GeneFinder#

class pyrodigal.GeneFinder#

A configurable gene finder for genomes and metagenomes.

meta#

Whether or not this object is configured to find genes using the metagenomic bins or manually created training infos.

Type:

bool

closed#

Whether or not proteins can run off edges when finding genes in a sequence.

Type:

bool

mask#

Prevent genes from running across regions containing unknown nucleotides.

Type:

bool

training_info#

The object storing the training information, or None if the gene finder either is in metagenomic mode or hasn’t been trained yet.

Type:

TrainingInfo

min_gene#

The minimum length for genes to be reported by Prodigal.

Type:

int

min_edge_gene#

The minimum length for genes located on contig edges.

Type:

int

max_overlap#

The maximum number of nucleotides that can overlap between two genes on the same strand.

Type:

int

__init__(training_info=None, *, meta=False, metagenomic_bins=None, closed=False, mask=False, min_mask=50, min_gene=90, min_edge_gene=60, max_overlap=60, backend='detect')#

Instantiate and configure a new gene finder.

Parameters:

training_info (TrainingInfo, optional) – A training info instance to use in single mode without having to train first.

Keyword Arguments:
  • meta (bool) – Set to True to run in metagenomic mode, using a pre-trained profiles for better results with metagenomic or progenomic inputs. Defaults to False.

  • metagenomic_bins (MetagenomicBins, optional) – The metagenomic bins to use while in meta mode.

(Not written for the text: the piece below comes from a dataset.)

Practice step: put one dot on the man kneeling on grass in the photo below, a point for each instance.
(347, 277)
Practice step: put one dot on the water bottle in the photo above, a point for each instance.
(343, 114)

When None is given, use all models from Prodigal.

  • closed (bool) – Set to True to consider sequences ends closed, which prevents proteins from running off edges. Defaults to False.

  • mask (bool) – Prevent genes from running across regions containing unknown nucleotides. Defaults to False.

  • min_mask (int) – The minimum mask length, when region masking is enabled. Regions shorter than the given length will not be masked, which may be helpful to prevent masking of single unknown nucleotides.

  • min_gene (int) – The minimum gene length. Defaults to the value used in Prodigal.

  • min_edge_gene (int) – The minimum edge gene length. Defaults to the value used in Prodigal.

  • max_overlap (int) – The maximum number of nucleotides that can overlap between two genes on the same strand. This must be lower or equal to the minimum gene length.

  • backend (str) – The backend implementation to use for computing the connection scoring pre-filter. Leave as "detect" to select the fastest available implementation at runtime. Mostly useful for testing.

Added in version 0.6.4: The training_info argument.

Added in version 0.7.0: The min_edge, min_edge_gene and max_overlap arguments.

Added in version 2.0.0: The backend argument.

Added in version 3.0.0: The metagenomic_bins argument.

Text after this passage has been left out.